Pursuant to its rights under the merger agreement, the Company terminated the merger agreement due to failure of NHT’s operating partnership to consummate the acquisition of the Company and for material breaches of the merger agreement by NHT’s operating partnership and its affiliates. Pursuant to the merger agreement, the Company is entitled to receive a termination fee of $11,925,000 within five business days of its termination of the merger agreement. The Company continues to reserve all other rights and remedies.

About Condor Hospitality Trust, Inc.

Condor Hospitality Trust, Inc. (NYSE American: CDOR) is a self-administered real estate investment trust that specializes in the investment and ownership of upper midscale and upscale, premium-branded, select-service, extended-stay, and limited-service hotels in the top 100 Metropolitan Statistical Areas (MSAs) with a particular focus on the top 20 to 60 MSAs. The Company currently owns 15 hotels in 8 states. Condors hotels are franchised by a number of the industrys most well-regarded brand families including Hilton, Marriott, and InterContinental Hotels.

Forward-Looking Statement

This news release may contain forward-looking statements within the meaning of the Private Securities Litigation Reform Act of 1995. Forward-looking statements include all statements that are not historical facts, and in some cases, can be identified by the use of forward-looking terminology such as may, will, expect, intend, anticipate, estimate, believe, continue, project, plan, the negative version of these words or other similar expressions. Readers are cautioned not to place undue reliance on any such forward-looking statements.

All forward-looking statements speak only as of the date hereof and are based on current expectations and involve a number of assumptions, risks and uncertainties that could cause the actual results to differ materially from such forward-looking statements. They are not guarantees of future performance and involve risks and uncertainties that are difficult to control or predict. Factors which could have a material adverse effect on our operations and future prospects include, but are not limited to, changes in economic conditions generally and the real estate market specifically, legislative/regulatory changes (including changes to laws governing the taxation of real estate investment trusts), availability of capital, risks associated with debt financing, interest rates, competition, supply and demand for hotel rooms in our current and proposed market areas, policies and guidelines applicable to real estate investment trusts, risks related to uncertainty and disruption in global economic markets as a result of COVID-19 (commonly referred to as the coronavirus), and other risks and uncertainties described herein, and in our filings with the Securities and Exchange Commission (SEC) from time to time. These risks and uncertainties should be considered in evaluating any forward-looking statements.
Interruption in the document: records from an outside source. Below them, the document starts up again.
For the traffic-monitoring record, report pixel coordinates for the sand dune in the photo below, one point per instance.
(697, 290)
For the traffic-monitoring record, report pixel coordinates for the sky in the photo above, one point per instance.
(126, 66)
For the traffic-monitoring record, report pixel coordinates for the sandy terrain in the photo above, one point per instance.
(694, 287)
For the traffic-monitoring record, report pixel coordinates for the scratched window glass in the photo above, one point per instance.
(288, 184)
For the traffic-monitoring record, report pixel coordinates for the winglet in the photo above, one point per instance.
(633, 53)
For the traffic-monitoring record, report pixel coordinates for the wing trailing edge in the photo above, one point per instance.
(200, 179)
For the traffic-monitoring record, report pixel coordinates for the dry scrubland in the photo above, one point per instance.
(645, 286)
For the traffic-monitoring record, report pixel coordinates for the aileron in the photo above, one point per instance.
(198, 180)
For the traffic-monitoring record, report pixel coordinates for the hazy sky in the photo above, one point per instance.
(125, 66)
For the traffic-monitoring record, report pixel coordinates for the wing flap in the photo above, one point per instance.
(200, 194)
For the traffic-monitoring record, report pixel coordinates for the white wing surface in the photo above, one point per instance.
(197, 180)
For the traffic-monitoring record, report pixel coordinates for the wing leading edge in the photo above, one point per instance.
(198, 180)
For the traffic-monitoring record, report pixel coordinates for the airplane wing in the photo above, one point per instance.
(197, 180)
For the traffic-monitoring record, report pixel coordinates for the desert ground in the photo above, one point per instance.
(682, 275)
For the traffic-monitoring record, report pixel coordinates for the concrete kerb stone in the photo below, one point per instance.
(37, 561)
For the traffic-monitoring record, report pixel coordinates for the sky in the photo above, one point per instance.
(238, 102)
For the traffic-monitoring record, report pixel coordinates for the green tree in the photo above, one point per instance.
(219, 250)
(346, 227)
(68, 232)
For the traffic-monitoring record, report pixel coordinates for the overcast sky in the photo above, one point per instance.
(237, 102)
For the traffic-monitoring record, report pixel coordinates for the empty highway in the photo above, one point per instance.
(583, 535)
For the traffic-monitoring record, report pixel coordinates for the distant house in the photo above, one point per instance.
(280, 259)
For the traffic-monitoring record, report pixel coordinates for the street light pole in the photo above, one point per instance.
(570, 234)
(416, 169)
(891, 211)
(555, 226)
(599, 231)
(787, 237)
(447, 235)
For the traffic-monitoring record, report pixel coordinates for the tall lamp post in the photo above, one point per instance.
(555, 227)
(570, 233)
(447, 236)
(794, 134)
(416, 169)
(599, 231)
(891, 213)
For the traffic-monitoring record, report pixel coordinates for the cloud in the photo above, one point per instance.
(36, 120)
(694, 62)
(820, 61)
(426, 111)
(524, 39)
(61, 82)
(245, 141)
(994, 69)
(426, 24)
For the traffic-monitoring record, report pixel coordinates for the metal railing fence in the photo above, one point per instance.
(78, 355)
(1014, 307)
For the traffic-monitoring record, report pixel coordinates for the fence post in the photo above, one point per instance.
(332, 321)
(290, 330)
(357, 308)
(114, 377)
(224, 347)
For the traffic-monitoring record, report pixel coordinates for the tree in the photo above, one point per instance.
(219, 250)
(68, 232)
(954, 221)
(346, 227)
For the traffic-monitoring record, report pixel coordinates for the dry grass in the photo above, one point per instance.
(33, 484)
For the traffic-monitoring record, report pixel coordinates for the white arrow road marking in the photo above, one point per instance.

The forward-looking statements represent Condors views as of the date on which such statements were made. Condor anticipates that subsequent events and developments may cause those views to change. These forward-looking statements should not be relied upon as representing Condors views as of any date subsequent to the date hereof. Condor expressly disclaims a duty to provide updates to forward-looking statements, whether as a result of new information, future events or other occurrences.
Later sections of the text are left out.